We investigate remote effects of the decadal sea surface temperature (SST) variability over the tropical Pacific onto the thermal structure of the surface layers over the Indian Ocean. To extract the internal variability from the observed records, we employed the multi-model ensemble data of Coupled Model Intercomparison Project 5 (CMIP5) to evaluate the externally forced component contained in the observations.

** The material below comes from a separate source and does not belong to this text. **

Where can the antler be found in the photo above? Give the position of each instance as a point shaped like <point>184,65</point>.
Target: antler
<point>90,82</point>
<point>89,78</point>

An SST warming trend in recent decades is quite pronounced in the Indian Ocean than in the other tropical basins. Therefore, the SST warming trend and the decadal SST variability over the Indian Ocean have comparable variances and mixed in the observed records. While the previous studies attempted to obtain the cross-basin relationship of the decadal SST variability between over the Pacific and over the Indian Ocean, those results depend on the separating treatment of the internal variability and the externally forced component. Here, we present a new method to estimate the externally forced component in the observations by using multi-model ensemble mean of global mean surface temperatures from the CMIP5 historical simulations. Our analysis onto the extracted internal variability in the observed records shows positive correlation of decadal temperature anomalies over the Indian Ocean surface layers and the SST anomalies over the tropical Pacific. Intensification (weakened) of the wind-driven ocean circulation over the Indian Ocean has a significant contribution in forming positive (negative) temperature anomalies of surface layers. The enhanced (reduced) surface winds over the Indian Ocean are induced by the modified Walker Circulation associated with the positive (negative) SST anomalies over the tropical Pacific. This ocean advection effect on SST overwhelms the damping effect of surface heat flux on local SST. Thus, the internal variability extracted by this method shows the single coherent ocean-atmosphere interaction over the Indo–Pacific region all through the analyzed period.